I have program that loads a (sometimes) large CSV file into an array. The data cannot be sorted, and I do not know if the data is text or numbers. This is up to customers.
Example could be
1;JOHN;DOE
2;JANE;DOE;
3;BOBBY;NOTABLES
but it could also be strings
MB9384HJ;TEST1
B9284918;TEST2
The number of lines could be up to a few million.
I would like to seach for a specific value in a column (which one is known ahead of time, this is my "key index column"). Assume this is unique. Key is to find which row this column is in.
Currently the code is traversing from 1..n and comparing. This is obviously slower towards the end.
I am considering these options:
My idea is: instead of traversing the array, I query the index for the key (client provides item to search for, it must be random-access). Then I immediately get the rownumber of the array, and I can fetch the data.
Which of the these (or other, if any) would be a better path to follow ?

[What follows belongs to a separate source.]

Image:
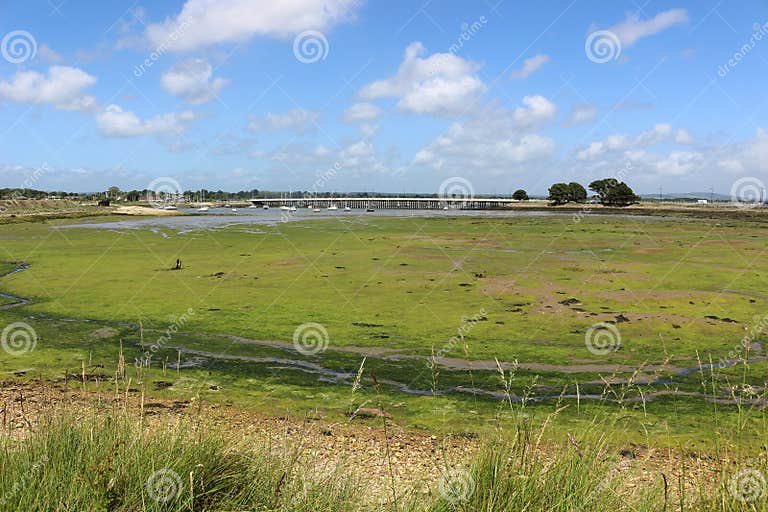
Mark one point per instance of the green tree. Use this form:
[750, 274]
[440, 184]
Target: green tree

SQLite is probably too much if you just want to search for the key. It would be interesting if you fill a SQLite table with the CSV and have to do complex queries not only on the keys but also the other columns.
A Hashed string list is probably the faster but there is a problem with hash collisions.
A Dictionary is probably the best solution in your specific case. And it is easy since Delphi RTL provide the required generic class.